On the other hand, religions have offered certain limited and carefully circumscribed means of changing and controlling events, such as through prayer, ritual, and magic. The overall result has been entropic and anti-progressive since religious technology is ineffective (with the occasional exception of psychosomatic effects). The role of religion in providing explanations, however poor, of human life and its environment has given way over time to the superior resources of empirical science. Science has been able to explain an enormous variety of phenomena, both commonplace and unusual. Protestations by theists that science has not and cannot explain the origin of life, the origin of the universe, or the nature of consciousness are increasingly ridiculous as we continue to learn and discover. An objection to this view of the origin and strength of religion is that it is unclear why religion is persisting and even growing as scientific triumphs abound.

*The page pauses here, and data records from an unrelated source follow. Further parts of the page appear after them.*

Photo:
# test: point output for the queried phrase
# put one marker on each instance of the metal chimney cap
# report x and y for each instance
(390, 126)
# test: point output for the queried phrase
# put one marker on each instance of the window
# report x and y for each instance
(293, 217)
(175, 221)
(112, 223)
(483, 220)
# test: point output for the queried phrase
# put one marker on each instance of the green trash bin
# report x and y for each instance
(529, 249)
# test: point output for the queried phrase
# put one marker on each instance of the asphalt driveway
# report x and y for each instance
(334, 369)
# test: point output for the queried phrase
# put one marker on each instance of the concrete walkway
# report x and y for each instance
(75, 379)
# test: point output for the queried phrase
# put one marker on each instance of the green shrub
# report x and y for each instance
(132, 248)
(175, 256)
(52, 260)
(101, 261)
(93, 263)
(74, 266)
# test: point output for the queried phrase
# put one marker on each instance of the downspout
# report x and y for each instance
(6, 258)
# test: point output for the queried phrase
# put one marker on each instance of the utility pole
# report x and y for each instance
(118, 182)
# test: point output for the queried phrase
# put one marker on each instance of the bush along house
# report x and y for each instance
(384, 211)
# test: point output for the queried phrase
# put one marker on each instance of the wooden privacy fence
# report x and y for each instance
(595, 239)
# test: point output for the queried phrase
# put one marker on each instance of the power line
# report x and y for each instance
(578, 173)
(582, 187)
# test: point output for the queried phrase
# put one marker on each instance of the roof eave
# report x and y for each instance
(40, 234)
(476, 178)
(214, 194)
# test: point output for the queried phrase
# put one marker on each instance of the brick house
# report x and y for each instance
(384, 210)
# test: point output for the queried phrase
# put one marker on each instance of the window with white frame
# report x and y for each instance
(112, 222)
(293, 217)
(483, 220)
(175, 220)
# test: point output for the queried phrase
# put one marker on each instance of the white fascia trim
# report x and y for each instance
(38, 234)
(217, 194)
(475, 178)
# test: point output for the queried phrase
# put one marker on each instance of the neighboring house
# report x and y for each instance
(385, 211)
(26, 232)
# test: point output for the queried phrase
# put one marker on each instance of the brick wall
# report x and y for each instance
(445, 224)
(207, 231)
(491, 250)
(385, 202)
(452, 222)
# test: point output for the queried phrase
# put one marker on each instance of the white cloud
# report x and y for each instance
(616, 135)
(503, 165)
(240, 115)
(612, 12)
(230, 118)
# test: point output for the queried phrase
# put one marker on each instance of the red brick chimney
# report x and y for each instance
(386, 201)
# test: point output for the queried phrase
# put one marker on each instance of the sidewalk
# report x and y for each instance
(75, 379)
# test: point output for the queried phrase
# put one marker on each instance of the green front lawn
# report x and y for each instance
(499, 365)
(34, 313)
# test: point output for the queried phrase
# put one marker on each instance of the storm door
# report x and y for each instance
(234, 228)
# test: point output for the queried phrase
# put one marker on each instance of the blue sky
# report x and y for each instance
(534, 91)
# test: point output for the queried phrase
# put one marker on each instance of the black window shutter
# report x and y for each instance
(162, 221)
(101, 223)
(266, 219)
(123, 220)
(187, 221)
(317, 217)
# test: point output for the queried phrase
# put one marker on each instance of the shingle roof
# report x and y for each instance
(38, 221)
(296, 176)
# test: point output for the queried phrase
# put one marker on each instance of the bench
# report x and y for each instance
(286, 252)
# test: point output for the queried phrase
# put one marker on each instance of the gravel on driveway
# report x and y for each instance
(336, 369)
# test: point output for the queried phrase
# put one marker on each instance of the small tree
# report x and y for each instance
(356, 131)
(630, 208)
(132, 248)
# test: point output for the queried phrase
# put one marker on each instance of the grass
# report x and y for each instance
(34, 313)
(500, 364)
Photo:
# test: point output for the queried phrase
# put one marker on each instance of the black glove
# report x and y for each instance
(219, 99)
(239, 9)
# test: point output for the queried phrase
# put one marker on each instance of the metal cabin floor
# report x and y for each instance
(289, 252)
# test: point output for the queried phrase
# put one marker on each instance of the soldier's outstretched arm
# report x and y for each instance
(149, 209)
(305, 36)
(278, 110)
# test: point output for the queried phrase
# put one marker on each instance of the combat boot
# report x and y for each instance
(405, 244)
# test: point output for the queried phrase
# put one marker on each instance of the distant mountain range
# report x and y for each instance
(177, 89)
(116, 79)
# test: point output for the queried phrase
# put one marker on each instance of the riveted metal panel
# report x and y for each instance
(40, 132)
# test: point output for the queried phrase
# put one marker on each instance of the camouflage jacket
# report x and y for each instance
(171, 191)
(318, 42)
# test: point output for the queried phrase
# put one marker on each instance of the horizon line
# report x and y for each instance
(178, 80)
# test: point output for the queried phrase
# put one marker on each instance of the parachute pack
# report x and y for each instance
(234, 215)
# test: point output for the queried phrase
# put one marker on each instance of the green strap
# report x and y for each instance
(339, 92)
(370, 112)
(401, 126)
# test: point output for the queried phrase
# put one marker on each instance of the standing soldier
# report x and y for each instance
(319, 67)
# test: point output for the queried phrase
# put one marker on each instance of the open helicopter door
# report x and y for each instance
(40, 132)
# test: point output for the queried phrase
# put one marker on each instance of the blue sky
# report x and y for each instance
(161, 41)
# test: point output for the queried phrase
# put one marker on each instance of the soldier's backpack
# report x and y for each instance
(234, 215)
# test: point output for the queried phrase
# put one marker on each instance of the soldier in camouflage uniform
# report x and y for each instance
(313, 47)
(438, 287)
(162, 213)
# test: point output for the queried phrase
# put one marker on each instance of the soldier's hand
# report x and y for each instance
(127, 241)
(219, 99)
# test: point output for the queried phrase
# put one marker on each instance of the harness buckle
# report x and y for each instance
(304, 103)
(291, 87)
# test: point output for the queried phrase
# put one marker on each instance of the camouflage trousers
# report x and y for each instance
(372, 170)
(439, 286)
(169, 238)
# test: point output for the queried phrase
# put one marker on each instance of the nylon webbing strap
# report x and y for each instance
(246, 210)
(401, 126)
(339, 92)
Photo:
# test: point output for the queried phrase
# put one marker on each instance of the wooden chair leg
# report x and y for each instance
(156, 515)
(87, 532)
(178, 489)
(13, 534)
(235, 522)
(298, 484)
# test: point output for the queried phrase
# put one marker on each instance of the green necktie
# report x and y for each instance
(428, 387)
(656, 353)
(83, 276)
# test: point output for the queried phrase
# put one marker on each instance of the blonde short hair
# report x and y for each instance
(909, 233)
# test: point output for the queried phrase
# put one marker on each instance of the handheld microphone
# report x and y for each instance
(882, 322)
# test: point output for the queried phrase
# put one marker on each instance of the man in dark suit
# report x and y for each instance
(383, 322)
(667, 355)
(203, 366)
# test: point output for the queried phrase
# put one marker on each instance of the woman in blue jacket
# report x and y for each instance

This objection makes two mistakes however. First, as I am showing, there are other sustaining causes of religion that do not entirely or closely depend on the development of science. Second, the apparent strength and resurgence of religion is, I believe, an illusion generated from a limited perspective. Certainly religion is not declining rapidly, and is continually taking new forms (such as New Age mysticism), but seen over a span of decades and centuries the trend is clear enough. Late twentieth century religion is very much less powerful than religion in the Middle Ages. In the past religion dominated all aspects of life and the idea of a separation of Church and state would have been considered incomprehensible and wicked.
DEALING WITH DEATH AND UNCERTAINTY: One of the great tasks before us, as transhumanists, is the reengineering of our consciousness to do away with the powerful desire for certainty of a dogmatic kind. Most humans feel that they cannot bear to be wrong. They fear an unknown future. They readily give up intellectual and emotion independence in favor of faith in another person, whether human or supernatural myth. Humans are also driven to the comforts of religious dogma by the terrible fact of death.
Some transhumanists expect religion to automatically decline as technological progress accelerates. Unfortunately, the faster technology and society changes, the greater the uncertainty in people’s lives, so the greater the appeal of religion in all its forms. (Hence the takeover by National Socialism and communism at times of great upheaval.) Scientific and technological progress alone will not abolish religious thinking. Transhumanist philosophies, especially immortalist philosophies such as Extropianism, will be vital to intellectual and emotional progress.